E' un'associazione in cui non si deposita denaro, bensì tempo. Non si tratta di volontariato, ma di una forma di collaborazione, che ogni cittadino può mettere in atto, aiutando e facendosi aiutare ad affrontare le piccole quanto le grandi necessità quotidiane.
La novità consiste nel fatto che la reciprocità non è diretta, come nello scambio di mercato dove qualcuno cede la merce in cambio del denaro di qualcun altro: nella banca del tempo si dà a qualcuno per ricevere da altri soci.

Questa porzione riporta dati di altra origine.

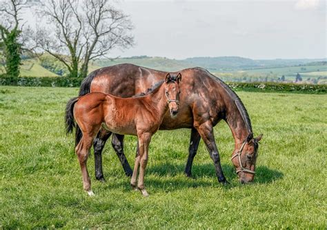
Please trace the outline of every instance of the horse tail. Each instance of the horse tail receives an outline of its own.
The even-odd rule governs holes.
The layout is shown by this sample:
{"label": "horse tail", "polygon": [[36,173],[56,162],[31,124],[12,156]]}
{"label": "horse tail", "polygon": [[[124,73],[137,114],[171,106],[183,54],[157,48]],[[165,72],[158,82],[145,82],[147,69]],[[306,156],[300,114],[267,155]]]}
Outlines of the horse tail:
{"label": "horse tail", "polygon": [[[79,87],[79,97],[83,96],[86,94],[88,94],[90,93],[90,89],[91,89],[92,81],[95,77],[95,76],[97,76],[98,72],[99,72],[99,70],[95,70],[92,72],[91,73],[90,73],[88,75],[88,77],[84,78],[84,79],[81,84],[81,86]],[[67,106],[68,106],[68,104],[67,104]],[[66,109],[66,113],[67,113],[67,109]],[[66,123],[66,126],[67,126],[67,123]],[[72,131],[72,127],[70,128],[71,130],[70,129],[69,132],[71,132]],[[67,129],[67,132],[68,132],[68,129]],[[79,128],[79,126],[77,126],[76,130],[75,130],[75,146],[77,146],[77,144],[79,143],[79,141],[81,140],[82,136],[83,135],[82,135],[81,128]]]}
{"label": "horse tail", "polygon": [[[74,121],[74,105],[79,100],[79,97],[72,98],[67,102],[65,113],[66,131],[67,134],[72,133],[72,129],[76,126]],[[77,126],[78,127],[78,126]]]}
{"label": "horse tail", "polygon": [[83,96],[90,93],[92,81],[97,76],[98,72],[99,70],[95,70],[84,78],[79,88],[79,96]]}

La banca del tempo è un importante strumento democratico e paritario perché tutte le prestazioni offerte vengono valutate in base al tempo impiegato e non al loro valore commerciale: un'ora di lezione di inglese vale quanto un'ora di aiuti domestici. Il tempo prestato dai soci diventa quindi un’ampia rete di servizi accessibile a tutti.
Come funziona
La banca del tempo funziona come un istituto di credito. Ciascun socio possiede un proprio conto corrente e un libretto di assegni e riceve periodicamente l'estratto conto in ore delle prestazioni chieste o ricevute.

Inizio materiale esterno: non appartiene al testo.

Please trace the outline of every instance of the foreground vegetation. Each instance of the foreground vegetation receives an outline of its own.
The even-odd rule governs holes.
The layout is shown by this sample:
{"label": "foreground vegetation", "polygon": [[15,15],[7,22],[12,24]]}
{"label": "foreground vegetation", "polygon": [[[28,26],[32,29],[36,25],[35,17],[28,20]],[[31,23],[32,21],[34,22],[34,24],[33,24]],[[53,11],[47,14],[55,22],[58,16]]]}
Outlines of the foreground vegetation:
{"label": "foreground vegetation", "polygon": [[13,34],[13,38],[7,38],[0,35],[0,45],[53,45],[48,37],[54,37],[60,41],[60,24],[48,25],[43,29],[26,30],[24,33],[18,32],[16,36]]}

Nella banca del tempo si offre ciò che sono in grado di fare e si riceve ciò di cui hanno bisogno.
Gli scambi
Gli scambi all’interno di una banca del tempo si possono suddividere in due grandi aree: quello delle attività riguardanti la vita quotidiana (aiuto in casa e nella gestione famigliare) e dei saperi, ossia le conoscenze che le singole persone possiedono. Riguarda sia saperi presenti sul mercato, sia quelli a cui non è attribuito un valore economico (i vecchi mestieri, le ricette casalinghe).
I valori
La banca del tempo crea rapporti di buon vicinato, aggrega persone che prima non si conoscevano, favorisce l’incontro tra varie categorie sociali e generazioni diverse, dà la possibilità di uscire dalla solitudine e di partecipare alla collettività.